Based on the experimental results, computer simulation of forward/reverse torsion test was performed using a commercial Abaqus Standard package. To take into account the phenomena related to microstructure evolution and strain path change during cyclic torsion test, the modified model presented in the previous section was used. For comparison, the original RGB model is also presented in Fig. 7. The initial dislocation density which is necessary to calculate the modified model was taken directly from the EBSD data.
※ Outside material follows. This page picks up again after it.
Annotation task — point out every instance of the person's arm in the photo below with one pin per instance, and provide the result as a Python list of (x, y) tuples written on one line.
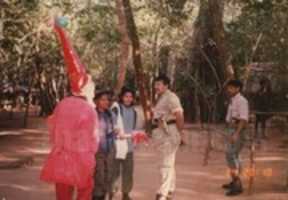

Furthermore, Fig. 7a, b shows the comparison of errors between calculations and measurements of flow stress for RGB and modified models. The results obtained from the modified overall stress formula present a very well agreement in predictions for both materials. It was observed that for both analysed steels more consistent results were obtained for the second pass of the deformation process. Consideration of the precipitation strengthening mechanism made it possible to improve the proposed model description in case of microalloyed steel, especially in the torsion test calculations. The presented results show how difficult and complex the problem is to include the Bauschinger effect in predicting the mechanical behavior of deformed materials. It has also been shown that in the case of microalloyed steels, the proposed approach allows for qualitative and quantitative representation of the influence of precipitation and solution strengthening mechanisms.

5 Summary

The presented experimental studies and theoretical analysis show the effectiveness of the proposed model of changes in the dislocation density as a criterion controlling both microstructural changes and rheological properties observed during the deformation path change. The main aim of the study was to show the possibility of reflecting microstructural phenomena and their influence on the mechanical behavior of the tested steels in the presence of complex strengthening mechanisms and the strain path. The results of numerical simulations compared with the observations obtained by the EBSD method show the correctness of the assumptions made and theoretical relationships. It has also been shown that the most important effects controlling the development of the dislocation substructure in the presence of fine particle strengthening and solid solution mechanisms, typical in steel with microalloying elements, can be successfully predicted in the states of changing the direction of the load and strain paths, so characteristic for many of metal forming processes. The models used define the dislocation density as a complex effect of the dislocations that make up the walls of the cells, as well as those inside them. Again, the EBSD analysis has been shown to be very helpful in identifying the model parameters. The initial dislocation density for the calculations has been taken from the microstructural analysis of the initial material. In the presented model two different methods for the GND density calculations were used. The results obtained for both models were quite similar. The obtained results indicate that the GND density can be successfully calculated with the aid of the EBSD data. Both methods (based on the KAM parameters and dislocation tensor) can be used in the proposed approach.

As it can be expected, the results from the EBSD analysis showed that with increasing the shear strain, the GND density value also increases.

During the cyclic torsion test in the reverse direction, the flow stress level was lower than in the forward direction. The microstructure analysis confirms the supposition that this effect is directly connected to the reorganization of dislocation substructures after the direction change of the deformation. Using proposed, modified model in numerical modelling, the stress level after changing the loading direction was similar to the measured data. It is very promising that the observed compliance of the computer simulation results with the experiment was particularly visible in the case of microalloyed steel, even though in this case due to the more complex interaction of dislocations with various obstacles the rate of generating new dislocations and the slowing down of their annihilation are greater than in the reference material, which was low-carbon steel.